Note: This bug is displayed in read-only format because the product is no longer active in Red Hat Bugzilla.

Bug 996678

Summary:	[Monitoring] Engine not reporting the data used to generate the Network Load Graph.
Product:	Red Hat Enterprise Virtualization Manager	Reporter:	Udayendu Sekhar Kar <ukar>
Component:	ovirt-engine-webadmin-portal	Assignee:	Lior Vernia <lvernia>
Status:	CLOSED CURRENTRELEASE	QA Contact:	Meni Yakove <myakove>
Severity:	high	Docs Contact:
Priority:	medium
Version:	3.2.0	CC:	acathrow, asegundo, audgiri, bazulay, danken, ecohen, iheim, lpeer, lvernia, masayag, mpavlik, myakove, Rhev-m-bugs, rpai, ukar, yeylon, ylavi
Target Milestone:	---	Keywords:	Triaged
Target Release:	3.4.0
Hardware:	x86_64
OS:	Linux
Whiteboard:	network
Fixed In Version:	ovirt-3.4.0-alpha1	Doc Type:	Bug Fix
Doc Text:		Story Points:	---
Clone Of:		Environment:
Last Closed:	2014-07-10 13:00:35 UTC	Type:	Bug
Regression:	---	Mount Type:	---
Documentation:	---	CRM:
Verified Versions:		Category:	---
oVirt Team:	Network	RHEL 7.3 requirements from Atomic Host:
Cloudforms Team:	---	Target Upstream Version:
Embargoed:
Bug Depends On:	675560, 1007860
Bug Blocks:

Description Udayendu Sekhar Kar 2013-08-13 17:00:41 UTC

Description of problem:
Admin Portal (and REST API) not reporting the data used to generate the network graph. The Network Load Graph in Administrator Portal is not reflecting the biggest value from "txRate" or "rxRate" from all interfaces listed, bond interfaces included. RHEV Administrator Portal only shows Tx and Rx for physical devices.

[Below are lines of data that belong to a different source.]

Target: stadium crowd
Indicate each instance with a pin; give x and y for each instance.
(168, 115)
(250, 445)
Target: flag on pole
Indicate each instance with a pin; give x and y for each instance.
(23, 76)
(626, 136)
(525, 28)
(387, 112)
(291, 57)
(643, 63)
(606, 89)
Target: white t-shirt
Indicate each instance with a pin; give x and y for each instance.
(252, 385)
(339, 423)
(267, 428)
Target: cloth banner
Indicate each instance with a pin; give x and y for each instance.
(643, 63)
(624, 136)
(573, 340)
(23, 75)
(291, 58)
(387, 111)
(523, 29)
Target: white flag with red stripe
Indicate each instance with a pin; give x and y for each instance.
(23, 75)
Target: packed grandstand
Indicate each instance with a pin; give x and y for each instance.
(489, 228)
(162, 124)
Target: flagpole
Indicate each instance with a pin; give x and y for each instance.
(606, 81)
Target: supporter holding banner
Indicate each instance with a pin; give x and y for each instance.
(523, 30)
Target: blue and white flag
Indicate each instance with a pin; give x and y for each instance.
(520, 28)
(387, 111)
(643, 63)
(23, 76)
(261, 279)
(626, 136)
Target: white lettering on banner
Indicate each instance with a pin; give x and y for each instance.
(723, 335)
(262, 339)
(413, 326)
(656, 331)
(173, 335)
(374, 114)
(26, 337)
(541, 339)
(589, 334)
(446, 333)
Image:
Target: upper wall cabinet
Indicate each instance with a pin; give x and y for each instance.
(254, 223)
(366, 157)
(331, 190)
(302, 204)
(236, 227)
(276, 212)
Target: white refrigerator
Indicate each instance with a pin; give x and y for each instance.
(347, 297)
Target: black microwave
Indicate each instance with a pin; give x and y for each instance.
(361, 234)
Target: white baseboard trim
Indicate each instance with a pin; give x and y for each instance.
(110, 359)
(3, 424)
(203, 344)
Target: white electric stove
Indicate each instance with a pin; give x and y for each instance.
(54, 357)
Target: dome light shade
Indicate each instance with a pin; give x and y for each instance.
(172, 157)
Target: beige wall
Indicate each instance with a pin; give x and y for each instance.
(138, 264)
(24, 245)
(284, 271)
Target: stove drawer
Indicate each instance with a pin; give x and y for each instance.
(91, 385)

Version-Release number of selected component (if applicable):
RHEVM 3.2

How reproducible:
100%

Steps to Reproduce:
1. In RHEV 3.2 use 10Gbps network infrastructure.
2. Install the required guest tool to show the %network utilization in the rhevm GUI through webadmin portal.
3. In the rhevm GUI the value of %network utilization is 10% of the original use. If the actual use if 2% then in the gui it will show 20%.

Actual results:
Its not showing the actual utilization of the network.

Expected results:
It should show the actual utilisation of the network in the rhevm GUI.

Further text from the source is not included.